Spurlock now says he did that to protect his reputation. He also admitted a constant choice of infidelity during past relationships. He closed out his post by saying that he was ready to become a better man and ready to start listening to everyone around him.

Hollywood continues to reel

Spurlock is just the latest in a seemingly endlessly growing list of public figures to deal with sexual misconduct issues.

Just this week, director Bryan Singer was sued while Disney director of music publishing Jonathan Blake Heely was suspended. In other industries, Ryan Lizza, Tavis Smiley, and Mario Batali are among those who have been knocked off their perch this week.
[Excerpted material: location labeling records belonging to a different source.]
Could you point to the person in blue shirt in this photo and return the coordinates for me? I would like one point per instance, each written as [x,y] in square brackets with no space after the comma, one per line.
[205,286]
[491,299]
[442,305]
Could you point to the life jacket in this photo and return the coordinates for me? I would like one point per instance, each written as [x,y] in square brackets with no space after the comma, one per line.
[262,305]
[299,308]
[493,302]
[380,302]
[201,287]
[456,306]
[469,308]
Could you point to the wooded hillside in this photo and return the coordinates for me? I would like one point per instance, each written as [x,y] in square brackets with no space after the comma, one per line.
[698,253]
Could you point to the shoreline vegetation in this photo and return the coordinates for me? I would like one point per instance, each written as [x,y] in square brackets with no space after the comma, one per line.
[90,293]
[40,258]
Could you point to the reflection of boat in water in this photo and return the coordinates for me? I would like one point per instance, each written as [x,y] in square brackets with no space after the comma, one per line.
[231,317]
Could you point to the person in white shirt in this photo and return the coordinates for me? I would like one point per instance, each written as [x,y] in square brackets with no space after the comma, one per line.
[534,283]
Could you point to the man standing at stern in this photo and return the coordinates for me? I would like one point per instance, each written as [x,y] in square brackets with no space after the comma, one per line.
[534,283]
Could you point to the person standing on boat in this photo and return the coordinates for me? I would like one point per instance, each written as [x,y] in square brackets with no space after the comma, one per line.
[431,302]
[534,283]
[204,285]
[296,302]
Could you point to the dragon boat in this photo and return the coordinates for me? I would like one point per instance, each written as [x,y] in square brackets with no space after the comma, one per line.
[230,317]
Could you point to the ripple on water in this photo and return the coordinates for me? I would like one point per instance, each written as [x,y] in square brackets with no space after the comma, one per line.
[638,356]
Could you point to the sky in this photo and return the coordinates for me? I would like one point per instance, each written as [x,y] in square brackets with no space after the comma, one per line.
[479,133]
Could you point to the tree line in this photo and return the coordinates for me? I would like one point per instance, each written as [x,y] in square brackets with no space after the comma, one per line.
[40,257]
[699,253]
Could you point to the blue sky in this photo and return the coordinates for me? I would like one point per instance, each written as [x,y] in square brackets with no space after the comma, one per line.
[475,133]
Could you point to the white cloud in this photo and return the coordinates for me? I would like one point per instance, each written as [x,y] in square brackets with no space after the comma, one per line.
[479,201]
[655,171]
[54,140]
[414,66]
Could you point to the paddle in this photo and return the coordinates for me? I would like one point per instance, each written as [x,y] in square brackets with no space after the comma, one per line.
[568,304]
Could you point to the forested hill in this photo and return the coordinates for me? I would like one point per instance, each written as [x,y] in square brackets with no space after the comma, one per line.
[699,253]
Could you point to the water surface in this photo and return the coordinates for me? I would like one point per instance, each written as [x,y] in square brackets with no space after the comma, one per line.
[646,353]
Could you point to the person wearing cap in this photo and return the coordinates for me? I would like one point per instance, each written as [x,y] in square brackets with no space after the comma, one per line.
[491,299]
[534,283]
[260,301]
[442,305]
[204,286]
The fever has slowed slightly this month, but it could kick back up at any moment.

Spurlock is best known for his fast food documentary "Super Size Me." He made a sequel that premiered at this year's Toronto International Film Festival. He also has an ongoing show on CNN. It's not clear how this development will affect his career, but if it comes out that there's more to the story than what he's already said, it's over. Even if his admission is the extent of his actions, it will be difficult for him to earn redemption in the public eye, and rightfully so: sexual misconduct has no place in society.